Figure 2. Sustained RNAi-mediated reduction of Z-AAT prevented liver disease and reversed polymer accumulation in adult PiZ mice.

Male PiZ mice, 11–17 weeks old, were given IV injections Q2W of 8 mg/kg ARC-AAT (8 mg/kg ARC-AAT API + 4 mg/kg EX1), 12 mg/kg RNAi-Control plus 6 mg/kg EX1, 12 mg/kg ARC-AAT API alone, or saline (n = 4–12) for 30–31 weeks and were euthanized for evaluation 2 weeks after the final injection. Untreated baseline mice were euthanized at the start of the study. (A) Plasma was collected at the indicated times and Z-AAT protein measured, shown as the group mean relative to pretreatment. (B and C) The amounts of monomeric and polymeric Z-AAT protein in liver lysates were measured by semiquantitative Western blotting, shown relative to baseline for individual animals and as the group means ± SEM. (D) Representative H&E liver sections from PiZ mice at baseline or following 33 weeks of saline (age-matched control) or ARC-AAT treatment. Asterisks indicate globules; arrowheads point to foci of inflammatory cells.
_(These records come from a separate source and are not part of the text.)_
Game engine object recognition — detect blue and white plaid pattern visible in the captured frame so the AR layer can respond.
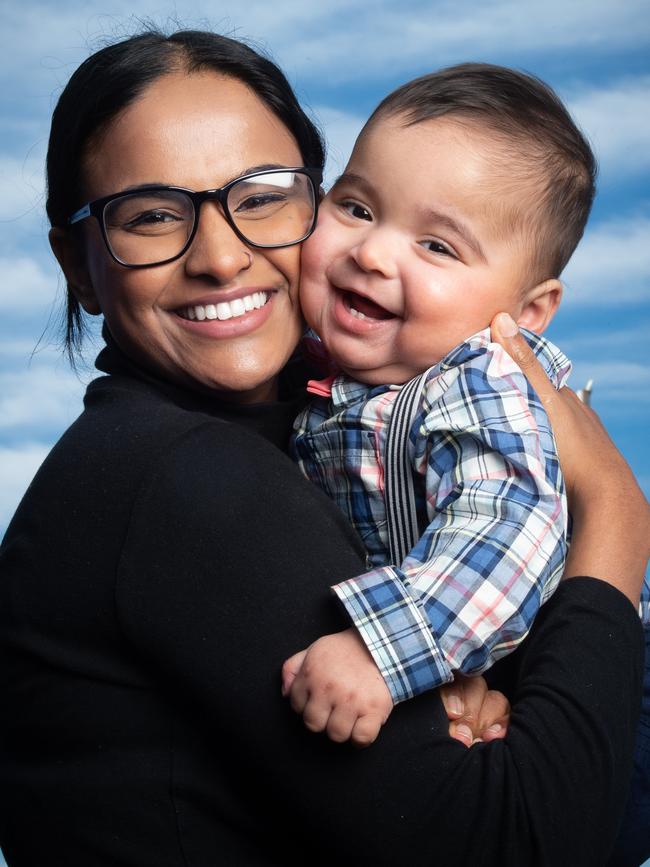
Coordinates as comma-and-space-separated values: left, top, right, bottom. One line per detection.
293, 330, 604, 702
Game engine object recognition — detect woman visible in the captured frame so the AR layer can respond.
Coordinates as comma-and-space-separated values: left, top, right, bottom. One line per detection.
0, 33, 647, 867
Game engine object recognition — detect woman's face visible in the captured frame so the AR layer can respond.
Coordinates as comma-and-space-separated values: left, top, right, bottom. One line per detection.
72, 72, 302, 402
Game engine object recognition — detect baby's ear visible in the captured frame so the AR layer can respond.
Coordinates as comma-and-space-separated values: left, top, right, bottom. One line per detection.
49, 227, 101, 315
517, 278, 562, 334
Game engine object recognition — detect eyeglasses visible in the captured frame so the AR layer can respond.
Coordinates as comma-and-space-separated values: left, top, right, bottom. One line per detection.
68, 168, 322, 268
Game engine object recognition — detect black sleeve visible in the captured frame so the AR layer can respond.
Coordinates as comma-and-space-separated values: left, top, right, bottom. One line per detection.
117, 426, 643, 867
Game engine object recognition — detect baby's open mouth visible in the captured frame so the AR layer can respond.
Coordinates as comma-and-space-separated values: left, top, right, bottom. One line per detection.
343, 291, 395, 319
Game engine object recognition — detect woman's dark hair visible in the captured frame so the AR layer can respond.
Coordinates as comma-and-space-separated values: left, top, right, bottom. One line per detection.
46, 30, 325, 357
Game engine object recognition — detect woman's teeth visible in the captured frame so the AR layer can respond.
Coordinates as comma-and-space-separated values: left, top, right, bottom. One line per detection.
182, 292, 269, 322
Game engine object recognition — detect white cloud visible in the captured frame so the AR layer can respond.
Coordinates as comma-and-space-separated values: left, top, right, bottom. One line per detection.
0, 442, 50, 532
0, 152, 45, 224
3, 0, 650, 98
562, 217, 650, 306
313, 106, 365, 187
568, 75, 650, 182
0, 360, 84, 435
0, 256, 61, 315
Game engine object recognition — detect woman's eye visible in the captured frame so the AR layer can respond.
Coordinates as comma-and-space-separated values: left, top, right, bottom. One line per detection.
235, 193, 287, 213
122, 211, 183, 230
341, 201, 372, 221
420, 238, 456, 259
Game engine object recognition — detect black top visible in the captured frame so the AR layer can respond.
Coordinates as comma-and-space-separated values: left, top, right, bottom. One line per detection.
0, 336, 643, 867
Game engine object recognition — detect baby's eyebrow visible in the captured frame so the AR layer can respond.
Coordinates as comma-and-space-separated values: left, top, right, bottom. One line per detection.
332, 172, 373, 193
423, 208, 486, 262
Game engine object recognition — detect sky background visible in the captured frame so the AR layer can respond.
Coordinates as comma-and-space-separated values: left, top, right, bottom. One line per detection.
0, 0, 650, 863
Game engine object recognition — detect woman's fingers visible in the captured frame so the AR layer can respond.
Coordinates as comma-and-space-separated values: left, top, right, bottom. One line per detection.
491, 313, 650, 605
440, 674, 510, 747
490, 313, 557, 409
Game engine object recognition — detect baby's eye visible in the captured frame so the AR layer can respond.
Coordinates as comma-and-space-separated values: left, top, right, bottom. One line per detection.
420, 238, 456, 259
341, 200, 372, 221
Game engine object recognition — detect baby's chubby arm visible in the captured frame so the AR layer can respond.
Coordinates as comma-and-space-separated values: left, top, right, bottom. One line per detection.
282, 627, 393, 747
282, 627, 510, 747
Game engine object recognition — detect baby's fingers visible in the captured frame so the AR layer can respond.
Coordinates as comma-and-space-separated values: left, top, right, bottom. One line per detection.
282, 650, 307, 698
326, 704, 357, 744
350, 713, 386, 747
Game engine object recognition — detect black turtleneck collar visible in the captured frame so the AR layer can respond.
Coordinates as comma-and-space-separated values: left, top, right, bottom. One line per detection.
90, 324, 314, 451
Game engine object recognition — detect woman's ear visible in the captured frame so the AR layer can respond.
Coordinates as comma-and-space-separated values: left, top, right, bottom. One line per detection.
517, 278, 562, 334
49, 227, 102, 316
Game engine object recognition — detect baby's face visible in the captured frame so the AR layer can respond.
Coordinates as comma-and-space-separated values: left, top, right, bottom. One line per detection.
300, 117, 534, 384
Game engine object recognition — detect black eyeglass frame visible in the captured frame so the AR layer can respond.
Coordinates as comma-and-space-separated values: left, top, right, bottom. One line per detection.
68, 166, 323, 268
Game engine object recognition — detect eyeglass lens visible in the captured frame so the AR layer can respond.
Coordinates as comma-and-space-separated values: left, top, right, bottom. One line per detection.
104, 171, 315, 265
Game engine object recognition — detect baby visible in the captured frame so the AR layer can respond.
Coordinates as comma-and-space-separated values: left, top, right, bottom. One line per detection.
283, 64, 596, 744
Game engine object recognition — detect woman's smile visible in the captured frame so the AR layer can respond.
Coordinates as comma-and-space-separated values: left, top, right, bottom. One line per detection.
72, 72, 303, 402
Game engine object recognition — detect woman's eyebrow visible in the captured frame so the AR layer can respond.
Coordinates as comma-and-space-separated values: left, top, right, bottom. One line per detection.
423, 208, 486, 262
120, 163, 293, 193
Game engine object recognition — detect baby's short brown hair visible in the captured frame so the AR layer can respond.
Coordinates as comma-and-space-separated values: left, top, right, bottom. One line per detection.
362, 63, 597, 282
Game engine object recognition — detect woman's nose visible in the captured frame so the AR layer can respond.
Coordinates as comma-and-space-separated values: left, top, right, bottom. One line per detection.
351, 226, 397, 278
185, 202, 253, 283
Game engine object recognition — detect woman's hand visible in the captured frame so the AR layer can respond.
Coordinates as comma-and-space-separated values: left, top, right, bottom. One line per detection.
440, 674, 510, 747
491, 313, 650, 606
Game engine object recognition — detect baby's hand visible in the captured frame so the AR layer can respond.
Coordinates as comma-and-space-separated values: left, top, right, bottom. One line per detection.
282, 627, 393, 747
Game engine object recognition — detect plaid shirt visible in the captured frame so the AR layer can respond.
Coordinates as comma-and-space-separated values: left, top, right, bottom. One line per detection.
292, 329, 650, 702
293, 330, 570, 702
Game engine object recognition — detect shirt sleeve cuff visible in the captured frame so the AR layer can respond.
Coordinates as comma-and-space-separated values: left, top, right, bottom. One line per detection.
332, 566, 452, 704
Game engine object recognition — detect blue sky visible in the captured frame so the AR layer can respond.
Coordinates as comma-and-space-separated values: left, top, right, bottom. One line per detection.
0, 0, 650, 531
0, 0, 650, 862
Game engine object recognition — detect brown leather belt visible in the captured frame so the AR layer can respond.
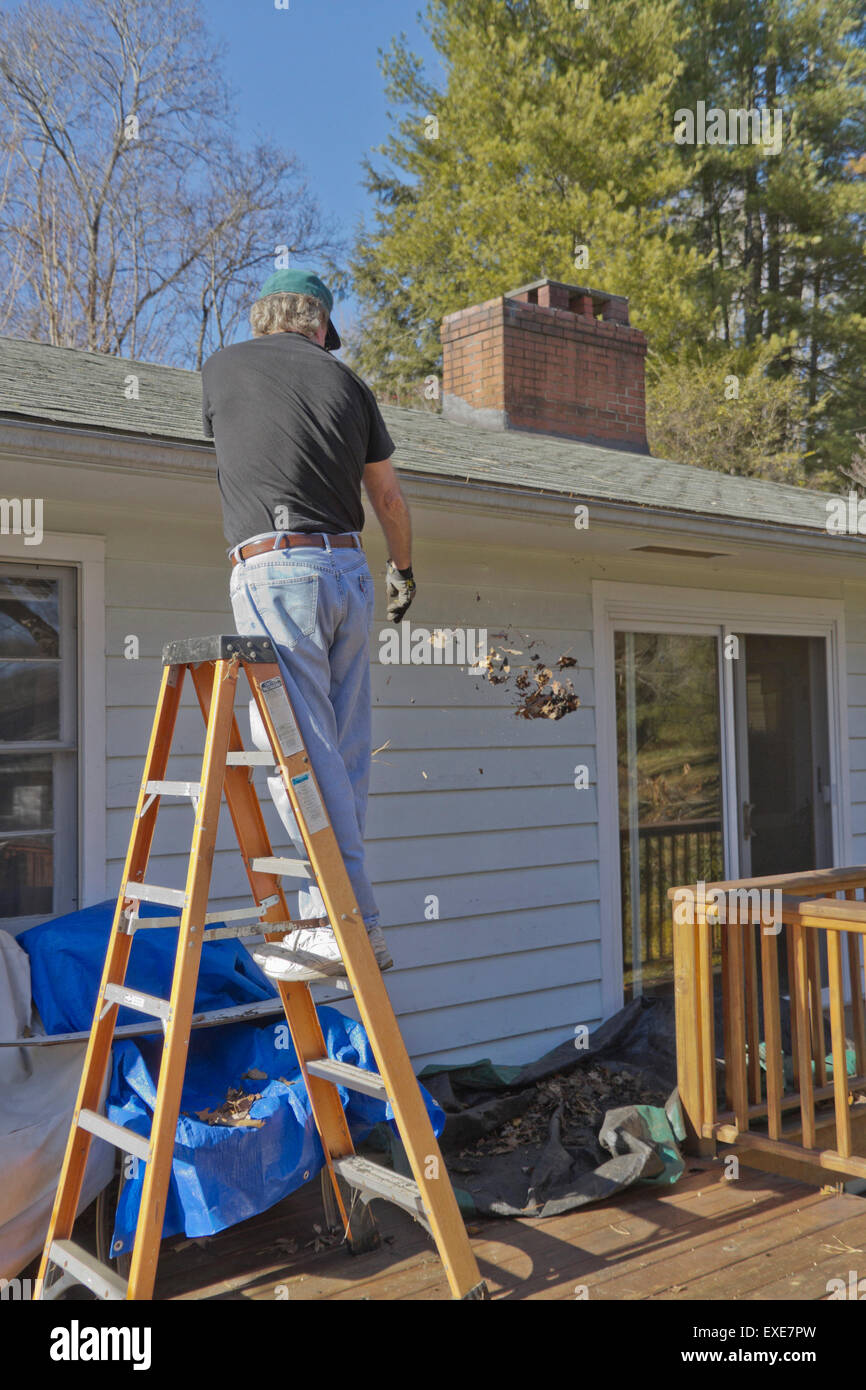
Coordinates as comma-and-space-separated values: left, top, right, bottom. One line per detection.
231, 531, 364, 564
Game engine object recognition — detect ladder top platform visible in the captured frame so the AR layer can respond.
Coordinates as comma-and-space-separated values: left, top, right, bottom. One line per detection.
163, 632, 277, 666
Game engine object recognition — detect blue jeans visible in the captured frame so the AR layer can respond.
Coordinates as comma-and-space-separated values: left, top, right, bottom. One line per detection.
229, 531, 379, 929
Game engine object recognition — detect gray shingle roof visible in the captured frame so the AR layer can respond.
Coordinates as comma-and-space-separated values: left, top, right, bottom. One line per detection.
0, 338, 827, 530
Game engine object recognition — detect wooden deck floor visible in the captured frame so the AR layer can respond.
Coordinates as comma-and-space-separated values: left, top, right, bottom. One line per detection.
147, 1161, 866, 1301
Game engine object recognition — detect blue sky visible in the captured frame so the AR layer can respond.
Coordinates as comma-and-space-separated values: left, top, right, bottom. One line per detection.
203, 0, 441, 322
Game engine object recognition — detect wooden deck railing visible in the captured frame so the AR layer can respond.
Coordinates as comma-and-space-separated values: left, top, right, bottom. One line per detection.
669, 865, 866, 1177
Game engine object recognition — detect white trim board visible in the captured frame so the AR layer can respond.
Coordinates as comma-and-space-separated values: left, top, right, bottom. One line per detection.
592, 580, 853, 1017
0, 531, 106, 908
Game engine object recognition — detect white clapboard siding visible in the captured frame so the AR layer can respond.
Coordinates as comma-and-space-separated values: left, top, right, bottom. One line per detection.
845, 608, 866, 845
96, 517, 601, 1065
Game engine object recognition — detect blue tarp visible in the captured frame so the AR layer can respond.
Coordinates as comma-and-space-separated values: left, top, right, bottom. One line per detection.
18, 901, 445, 1255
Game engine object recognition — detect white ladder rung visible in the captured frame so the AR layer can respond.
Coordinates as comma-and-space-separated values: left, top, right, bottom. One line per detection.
203, 922, 294, 941
124, 883, 186, 908
78, 1111, 150, 1163
49, 1240, 126, 1301
103, 984, 171, 1022
145, 781, 202, 796
139, 781, 202, 820
304, 1056, 388, 1101
334, 1154, 427, 1220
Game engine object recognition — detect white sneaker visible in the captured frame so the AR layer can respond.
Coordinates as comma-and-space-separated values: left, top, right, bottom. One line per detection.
252, 917, 393, 983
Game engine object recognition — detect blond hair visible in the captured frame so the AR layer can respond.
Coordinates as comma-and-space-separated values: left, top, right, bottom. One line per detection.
250, 291, 329, 338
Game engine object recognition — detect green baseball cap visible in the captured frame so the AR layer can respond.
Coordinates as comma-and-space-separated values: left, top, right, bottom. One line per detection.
259, 270, 341, 352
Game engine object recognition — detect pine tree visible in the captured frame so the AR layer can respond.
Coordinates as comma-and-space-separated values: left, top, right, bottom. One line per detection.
352, 0, 702, 399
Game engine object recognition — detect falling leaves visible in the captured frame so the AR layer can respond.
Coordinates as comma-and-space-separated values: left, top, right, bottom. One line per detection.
477, 632, 580, 719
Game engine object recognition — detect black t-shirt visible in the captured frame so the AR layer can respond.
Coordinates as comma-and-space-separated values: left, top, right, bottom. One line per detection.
202, 334, 393, 545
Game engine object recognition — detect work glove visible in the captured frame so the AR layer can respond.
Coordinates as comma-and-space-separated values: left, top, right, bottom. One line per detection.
385, 560, 416, 623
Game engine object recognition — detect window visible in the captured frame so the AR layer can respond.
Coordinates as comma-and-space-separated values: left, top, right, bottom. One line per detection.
0, 562, 78, 931
594, 581, 851, 1016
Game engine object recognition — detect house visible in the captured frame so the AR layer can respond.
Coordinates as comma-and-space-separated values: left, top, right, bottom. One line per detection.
0, 281, 866, 1068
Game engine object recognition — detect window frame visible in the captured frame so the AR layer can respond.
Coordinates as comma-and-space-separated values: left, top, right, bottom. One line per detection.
592, 580, 853, 1017
0, 531, 107, 935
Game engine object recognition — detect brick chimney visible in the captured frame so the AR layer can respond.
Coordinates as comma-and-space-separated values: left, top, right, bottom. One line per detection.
442, 279, 649, 453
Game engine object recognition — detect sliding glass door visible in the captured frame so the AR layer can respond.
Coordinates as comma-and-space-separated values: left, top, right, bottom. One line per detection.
613, 623, 833, 999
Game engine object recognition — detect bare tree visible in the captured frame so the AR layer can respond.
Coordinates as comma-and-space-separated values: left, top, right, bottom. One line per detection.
0, 0, 341, 366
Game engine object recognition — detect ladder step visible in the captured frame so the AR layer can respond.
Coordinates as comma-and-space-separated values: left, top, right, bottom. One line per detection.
202, 922, 294, 941
250, 856, 313, 878
104, 984, 171, 1022
124, 883, 186, 908
334, 1154, 427, 1222
124, 883, 186, 908
145, 781, 202, 796
49, 1240, 126, 1301
306, 1056, 388, 1101
78, 1111, 150, 1163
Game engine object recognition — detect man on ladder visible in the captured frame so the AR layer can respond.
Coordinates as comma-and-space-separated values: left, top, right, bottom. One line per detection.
202, 270, 416, 981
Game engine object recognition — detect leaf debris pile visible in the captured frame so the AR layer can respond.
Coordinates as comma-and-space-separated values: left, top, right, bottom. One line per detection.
196, 1086, 264, 1129
459, 1062, 667, 1159
478, 632, 580, 719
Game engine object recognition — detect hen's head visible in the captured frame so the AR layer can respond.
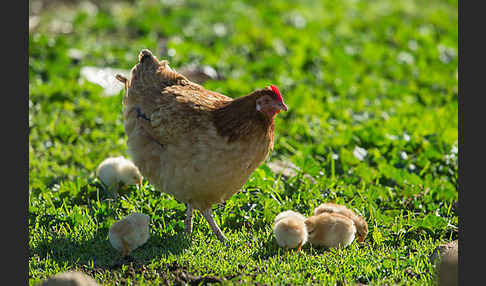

Scale bar: 20 µm. (E–G) Z-AAT globules in PAS-D–stained liver sections were quantified in 3 fields of view for each animal (n = 8–12) for the number of globules/field of view (E), the size of globules (F), and the area of the specimens containing globules (G). (H and I) The number of inflammatory foci and area of liver specimens containing inflammatory foci are compared for baseline, saline-injected, and ARC-AAT–treated mice. Means are shown with SEM. Comparisons between groups (B, C, and E–I) were performed using nonparametric Wilcoxon’s rank sum test.